Au soutien de cette décision, était avancé d’une part que le conseiller du salarié ne bénéficie pas du statut protecteur dans le cadre de missions de travail temporaire, et d’autre part qu’il n’y aurait en toute hypothèse pas lieu à intervention de l’inspecteur du travail pour une fin de mission de travail temporaire. La décision a été annulée sur recours hiérarchique, mais le ministre du travail s’est à son tour déclaré incompétent en raison de la rupture qui était déjà intervenue avant sa décision.

Le salarié a alors saisi les juridictions pour rupture de son contrat de mission en violation du statut protecteur, lesquelles vont faire droit à cette demande. Les juges du fond vont en effet estimer que le conseiller du salarié travailleur temporaire est protégé non seulement en cas d’interruption ou de notification de non-renouvellement de mission mais également dans le cas où l’entreprise de travail temporaire décide de ne plus lui confier de mission.

L’absence de proposition de continuer à effectuer des missions devait dès lors, à ses yeux, s’analyser en une cessation du contrat de travail entachée de nullité.

Saisie d’un pourvoi, la Cour de cassation va toutefois contredire cette dernière assertion, en censurant la décision. Pour la chambre sociale, il appartenait aux juges du fond de caractériser l’existence soit d’une interruption du contrat de mission en cours, soit d’un refus de renouvellement de cette mission lorsqu’il a été prévu au contrat, soit de la notification au salarié par l’entreprise de travail temporaire de sa décision de ne plus faire appel à lui par de nouveaux contrats de mission.
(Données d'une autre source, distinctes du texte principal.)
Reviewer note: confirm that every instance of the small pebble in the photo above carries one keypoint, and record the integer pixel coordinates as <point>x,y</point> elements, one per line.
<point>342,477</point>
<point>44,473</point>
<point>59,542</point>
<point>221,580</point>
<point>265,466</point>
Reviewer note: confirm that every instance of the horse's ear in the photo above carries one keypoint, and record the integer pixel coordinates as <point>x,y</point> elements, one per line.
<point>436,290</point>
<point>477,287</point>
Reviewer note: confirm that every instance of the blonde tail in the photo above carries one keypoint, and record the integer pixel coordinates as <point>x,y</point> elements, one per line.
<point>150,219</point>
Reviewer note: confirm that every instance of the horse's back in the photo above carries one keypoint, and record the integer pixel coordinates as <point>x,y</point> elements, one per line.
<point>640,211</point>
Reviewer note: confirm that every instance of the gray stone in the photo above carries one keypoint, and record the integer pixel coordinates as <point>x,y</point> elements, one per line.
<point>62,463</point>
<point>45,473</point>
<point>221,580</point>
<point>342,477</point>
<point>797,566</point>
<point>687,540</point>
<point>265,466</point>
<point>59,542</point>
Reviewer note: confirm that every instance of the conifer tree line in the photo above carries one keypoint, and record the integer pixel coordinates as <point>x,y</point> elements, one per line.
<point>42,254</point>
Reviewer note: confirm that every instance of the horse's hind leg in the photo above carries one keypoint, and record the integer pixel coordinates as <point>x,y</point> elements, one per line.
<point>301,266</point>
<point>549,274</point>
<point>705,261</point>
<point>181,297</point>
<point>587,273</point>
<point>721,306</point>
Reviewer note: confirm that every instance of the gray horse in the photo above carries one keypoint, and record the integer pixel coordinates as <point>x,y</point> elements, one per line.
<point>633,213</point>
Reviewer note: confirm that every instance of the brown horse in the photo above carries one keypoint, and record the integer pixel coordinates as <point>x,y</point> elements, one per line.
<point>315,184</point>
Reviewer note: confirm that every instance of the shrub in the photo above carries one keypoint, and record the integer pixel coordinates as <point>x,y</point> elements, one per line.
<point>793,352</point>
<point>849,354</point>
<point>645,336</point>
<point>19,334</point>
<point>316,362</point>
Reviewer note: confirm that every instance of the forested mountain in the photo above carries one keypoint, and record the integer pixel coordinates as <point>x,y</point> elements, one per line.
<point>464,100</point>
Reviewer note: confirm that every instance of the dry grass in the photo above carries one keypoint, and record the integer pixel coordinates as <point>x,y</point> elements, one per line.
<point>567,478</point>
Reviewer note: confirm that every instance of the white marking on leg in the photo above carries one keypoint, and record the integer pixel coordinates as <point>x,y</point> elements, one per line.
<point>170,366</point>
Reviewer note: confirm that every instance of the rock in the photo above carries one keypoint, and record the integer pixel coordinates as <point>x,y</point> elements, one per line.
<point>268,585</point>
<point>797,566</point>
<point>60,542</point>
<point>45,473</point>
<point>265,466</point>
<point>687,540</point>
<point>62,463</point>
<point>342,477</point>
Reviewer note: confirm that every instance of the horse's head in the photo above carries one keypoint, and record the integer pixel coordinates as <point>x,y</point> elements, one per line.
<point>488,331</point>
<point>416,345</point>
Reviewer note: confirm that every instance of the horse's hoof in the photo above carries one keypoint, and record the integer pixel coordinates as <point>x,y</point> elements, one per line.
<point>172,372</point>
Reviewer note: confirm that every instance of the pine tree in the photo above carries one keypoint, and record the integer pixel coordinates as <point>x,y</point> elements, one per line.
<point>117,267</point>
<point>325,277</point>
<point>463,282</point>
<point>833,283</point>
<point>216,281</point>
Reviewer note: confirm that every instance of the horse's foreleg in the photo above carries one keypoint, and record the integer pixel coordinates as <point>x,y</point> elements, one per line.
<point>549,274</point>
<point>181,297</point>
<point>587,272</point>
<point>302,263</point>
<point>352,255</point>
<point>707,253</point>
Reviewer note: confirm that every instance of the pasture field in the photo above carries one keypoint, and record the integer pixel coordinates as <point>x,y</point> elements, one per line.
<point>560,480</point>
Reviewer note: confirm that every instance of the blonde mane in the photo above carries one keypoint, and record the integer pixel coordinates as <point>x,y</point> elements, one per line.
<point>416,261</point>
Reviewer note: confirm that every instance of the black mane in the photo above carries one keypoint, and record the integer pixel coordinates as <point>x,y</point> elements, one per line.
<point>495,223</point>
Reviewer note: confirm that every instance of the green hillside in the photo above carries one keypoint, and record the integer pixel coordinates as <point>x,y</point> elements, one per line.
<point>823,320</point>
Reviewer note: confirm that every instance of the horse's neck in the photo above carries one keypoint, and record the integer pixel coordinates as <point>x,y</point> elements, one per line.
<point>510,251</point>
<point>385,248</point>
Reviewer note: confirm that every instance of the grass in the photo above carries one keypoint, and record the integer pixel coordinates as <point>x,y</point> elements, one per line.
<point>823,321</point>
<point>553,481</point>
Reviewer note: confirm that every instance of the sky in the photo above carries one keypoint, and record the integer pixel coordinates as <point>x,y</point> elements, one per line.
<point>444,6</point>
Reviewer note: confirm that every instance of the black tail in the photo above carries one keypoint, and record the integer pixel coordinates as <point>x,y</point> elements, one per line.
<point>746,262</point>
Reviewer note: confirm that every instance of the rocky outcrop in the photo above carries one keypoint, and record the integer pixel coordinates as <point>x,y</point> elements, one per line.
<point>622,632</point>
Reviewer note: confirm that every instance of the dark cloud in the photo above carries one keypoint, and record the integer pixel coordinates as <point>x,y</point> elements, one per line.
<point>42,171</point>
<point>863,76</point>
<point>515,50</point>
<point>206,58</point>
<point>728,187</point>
Se faisant, la Haute juridiction vient réduire l’insécurité de la situation des entreprises de travail temporaires. En effet, retenir la solution de la Cour d’appel aurait conduit à engendrer des situations de violations automatiques du statut protecteur des salariés disposant d’un mandat et recrutés en contrat de mission, dès lors qu’ils ne se verraient pas spontanément proposer de continuer à effectuer des missions.

Désormais le cadre de la protection est clairement rappelé et précisé, de sorte que la procédure d’autorisation par l’inspecteur du travail ne s’impose, pour le salarié intérimaire protégé, que dans trois hypothèses : lorsque son contrat subit une interruption, en cas de notification du non-renouvellement de sa mission lorsqu’un tel renouvellement est prévu au contrat de mission, ou encore en cas de notification par l’entreprise de travail temporaire de sa décision de ne plus faire appel à lui par de nouveaux contrats de mission.

A contrario, l’intérimaire protégé dont le contrat de mission arrive à échéance sans qu’un renouvellement de celui-ci ait été prévu et sans que l’entreprise ne lui ai expressément notifié une décision de ne plus faire appel à lui par de nouveaux contrats, ne serait pas fondé à invoquer la violation dudit statut si l’inspecteur du travail n’est pas saisi d’une demande d’autorisation.